Crítica | Songs - Adrianne Lenker
durante essa quarentena vinha me sentindo anestesiado. Não conseguia - e nem queria - sentir nada…
…Até achar um refúgio repleto de flores.
Do nome do álbum e sua arte da capa até os arranjos contemplativos e o timbre exótico e aconchegante, “simplicidade” é a palavra-chave para descrever o terceiro álbum de estúdio de Adrianne Lenker. Songs é honesto e acessível desde seu primeiro rabisco e nos surpreende com a informalidade com que a cantora trata seu próprio projeto em seu título: São apenas músicas — mais especificamente, 11 delas — adornadas por uma capa pintada por sua avó, com seu nome assinado em todas as letras, feitas numa cabana isolada do mundo e que, inexoravelmente, vão se dissipar no tempo como tudo na vida, como ela mesma afirma na modesta Ingydar: “Everything eats and is eaten; Time is fed”.
Essa inevitabilidade e a força do tempo como agente ativo em nossas vidas são temas centrais de Songs, unidos à infinitude do amor e à melancolia e solidão causadas pelo isolamento. Paradoxalmente ao envelhecimento e desaparecimento natural das coisas, Adrianne transforma seu álbum em um espaço etéreo que transcende o próprio tempo. Seus dedilhados no violão e os barulhos locais (como pássaros) que aparecem recorrentemente transformam pequenos e delicados sons em sensações gigantescas. É irônico, pois não parece haver uma intenção deliberada de desencadear tamanha emoção; simplesmente acontece de forma natural. Tudo é excessivamente simples e espantosamente relacionável. É como se uma borboleta entrasse voando por uma janela de sua casa e saísse pela outra da forma mais corriqueira possível, sendo impossível não ficar admirado pelo momento — por sua beleza, claro, mas principalmente por sua raridade.

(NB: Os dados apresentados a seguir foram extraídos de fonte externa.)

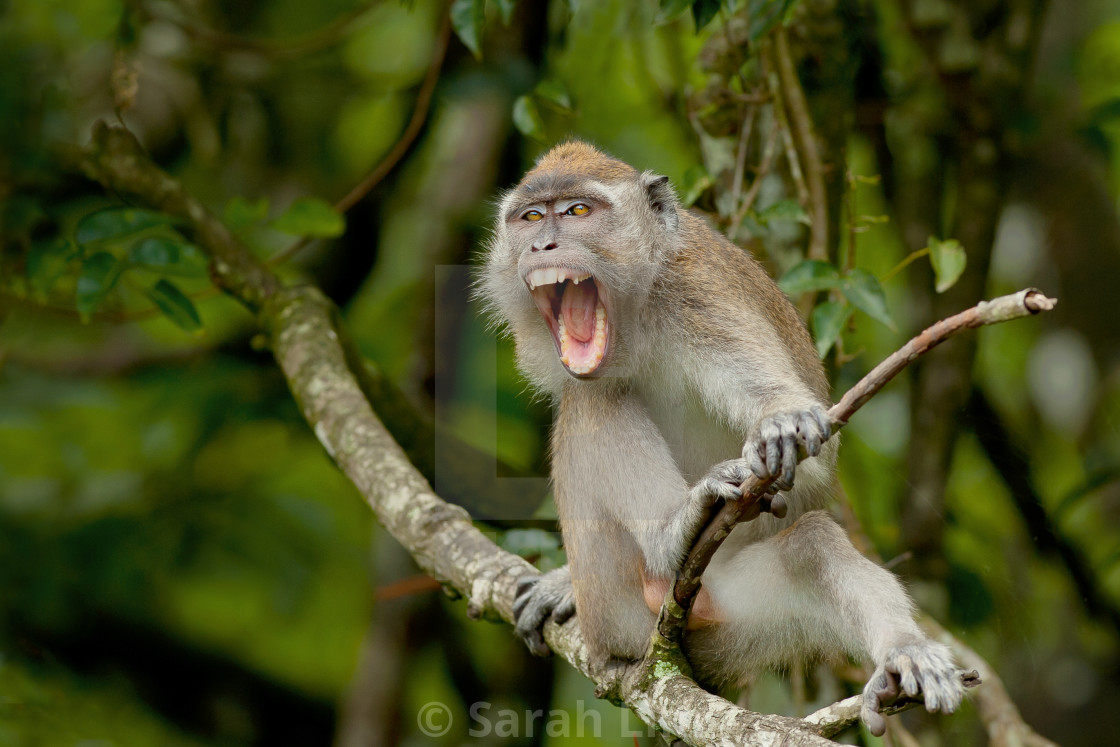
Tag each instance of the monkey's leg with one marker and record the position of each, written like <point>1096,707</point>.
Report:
<point>808,590</point>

As letras de Adrianne podem ser vastas e metafóricas, como acompanhamos em sua trajetória com sua banda Big Thief, mas aqui a escolha é uma abordagem mais crua e direta. A maioria das músicas soam como uma constante observação do presente. A instrumentalização também é mais leve e frágil do que estamos acostumados. Nesse sentido, Anything talvez seja uma das coisas mais hipnóticas que atingiu meus ouvidos esse ano. O violão flutua em ciclos com os mesmos quatro acordes durante todos os seus versos, acompanhando a voz de uma pessoa visivelmente tímida, porém apaixonada o suficiente pra deixar suas palavras cruas sobre o amor fluírem. A própria cantora, no Podcast semanal da Pitchfork, salientou que entende que uma letra se torna universal por ser uma experiência pessoal. Nesse sentido, Anything é tão íntima que seu refrão nos traz a sensação intrusiva de estar ouvindo o que há de mais puro no amor de outra pessoa, porém é tão acessível que nos chama para um universo onde somos protagonistas daquelas linhas narradas por ela.
A última coisa dita na música é uma interjeição — um “uh” mais especificamente — como se ela mesma estivesse surpresa com tudo que acabou de ser dito.
Seguindo com o álbum, temos Heavy Focus, uma experiência agridoce onde sua melodia é açucarada, mas a letra, mais melancólica, revisita detalhes de um amor perdido com todo carinho do mundo “Shakey like the first dance, Shakey like the first time, Our palms met in the clam sweat.”. Em Half Return, como o próprio nome sugere, ela revisita sua infância de forma sucinta, “pela metade”. Sobre uma melodia charmosa e memorável, a letra nos dá detalhes como suas memórias fossem guardadas num potinho. Ela lembra da neve, das estradas, do balanço enferrujado e do escorredor de plástico. Tudo, absolutamente tudo, é tratado com carinho e afeição - até mesmo o gramado morto do refrão.
Minha música favorita do álbum, Zombie Girl, possui uma beleza inquestionável e arrebatadora. Ela nada mais é que uma confissão sincera e introspectiva sobre o que a cantora acha, ou achava, que solidão significava. É o momento onde sonhos abstratos se tornam realidade. O refrão da faixa é um reflexo perfeito de como venho me sentindo durante esses meses de reclusão. Questionar o real significado das coisas é um exercício recorrente nessa rotina de quarentena. Solidão, pelo menos para mim, até pouco tempo atrás, era sempre facilmente preenchida com questões, explicações, ou música. Assim como Adrianne, hoje eu não tenho certeza se de fato sabia o que era se sentir solitário. Mas me sinto confortável ao ouvir sua letra andando de mãos dadas com seu violão me dizendo que não é algo que eu precise encarar sozinho.